Phreaks and Geeks: Before Steve Jobs and Steve Wozniak created Apple - Jaigus
http://www.slate.com/articles/technology/books/2013/02/steve_jobs_and_phone_hacking_exploding_the_phone_by_phil_lapsley_reviewed.single.html

======
catplusplus
This true hacking.

I'm tired of reading sanctimonious comments about the definition of hacking,
trumpeting the so called crusade to “reclaim the name.” Hacking is a crafty
way of getting a piece of technology to do something it wasn't originally
intended to do, or exploiting unexpected side effects. This started with the
exploitation of security holes in early telecommunications and computer
network environments. Does this include people creating things for the sake of
curiosity and creativity? Absolutely. Does this include people who exhibit
malicious behavior such as gaining unauthorized access into computer systems?
Absolutely. Hacking isn't defined by morals, but more to do with qualities
such as skill, talent, cleverness, and creativity. A "mad scientist" doesn't
stop being a scientist because he does evil things (not that I condone
malicious behavior).

Reading people say things like “Yeah I was busying hacking a website together
all night last night in RoR...” Makes me think How does using a well known,
well documented framework to do exactly what its meant to do make you a
hacker?? This makes you a coder/programmer/web developer. The title “Hacker”
used to mean something special, you used to have to be called this by your
peers and truly earn it. Now we have blog posts titled “what to learn to be a
hacker” which basically provide tutorials on getting Django/RoR/[framework of
the month] up and running on Ubuntu, and a python book list to read. Ugh...

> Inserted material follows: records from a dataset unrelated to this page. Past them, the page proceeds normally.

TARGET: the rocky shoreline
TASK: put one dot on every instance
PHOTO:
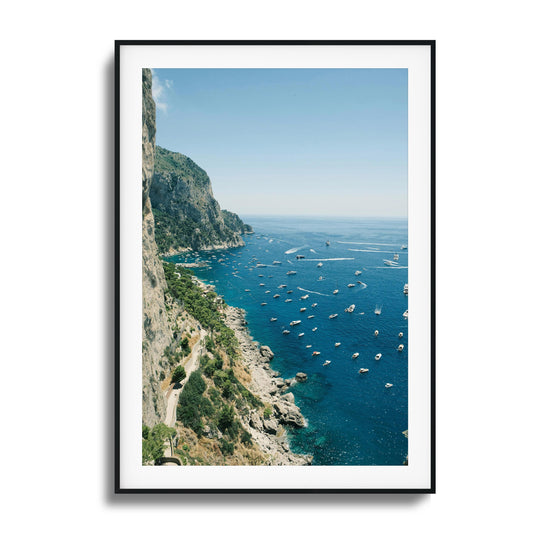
(269, 433)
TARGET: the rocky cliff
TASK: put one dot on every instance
(187, 216)
(156, 331)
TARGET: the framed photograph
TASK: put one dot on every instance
(275, 279)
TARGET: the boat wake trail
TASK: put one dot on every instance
(292, 250)
(312, 292)
(332, 259)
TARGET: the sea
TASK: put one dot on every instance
(352, 418)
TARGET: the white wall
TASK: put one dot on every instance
(56, 345)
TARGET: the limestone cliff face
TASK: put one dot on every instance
(157, 334)
(186, 213)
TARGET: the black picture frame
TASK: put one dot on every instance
(120, 46)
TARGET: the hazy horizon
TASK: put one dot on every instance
(302, 142)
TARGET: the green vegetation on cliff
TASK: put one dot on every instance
(185, 212)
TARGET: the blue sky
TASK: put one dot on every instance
(291, 141)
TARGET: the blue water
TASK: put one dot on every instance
(353, 419)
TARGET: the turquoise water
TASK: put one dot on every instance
(353, 419)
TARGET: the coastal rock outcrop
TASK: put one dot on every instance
(187, 215)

Discovering security holes in a system and coming up with clever ways to
exploit it is hacking. Figuring out how to use PS3s as a super computer and by
extension subverting the entire business of building and selling
supercomputers for huge sums of money is hacking. Computer scientists using
magnets to create logic functions in their mainframe computers back in the
1950s & 60s because they didn't anticipate this new thing called a
“transistor” to eventually take over, is hacking. If this word needs to be
reclaimed from anyone, its from bourgeois poseur socialites who just so happen
to be interested in technology businesses.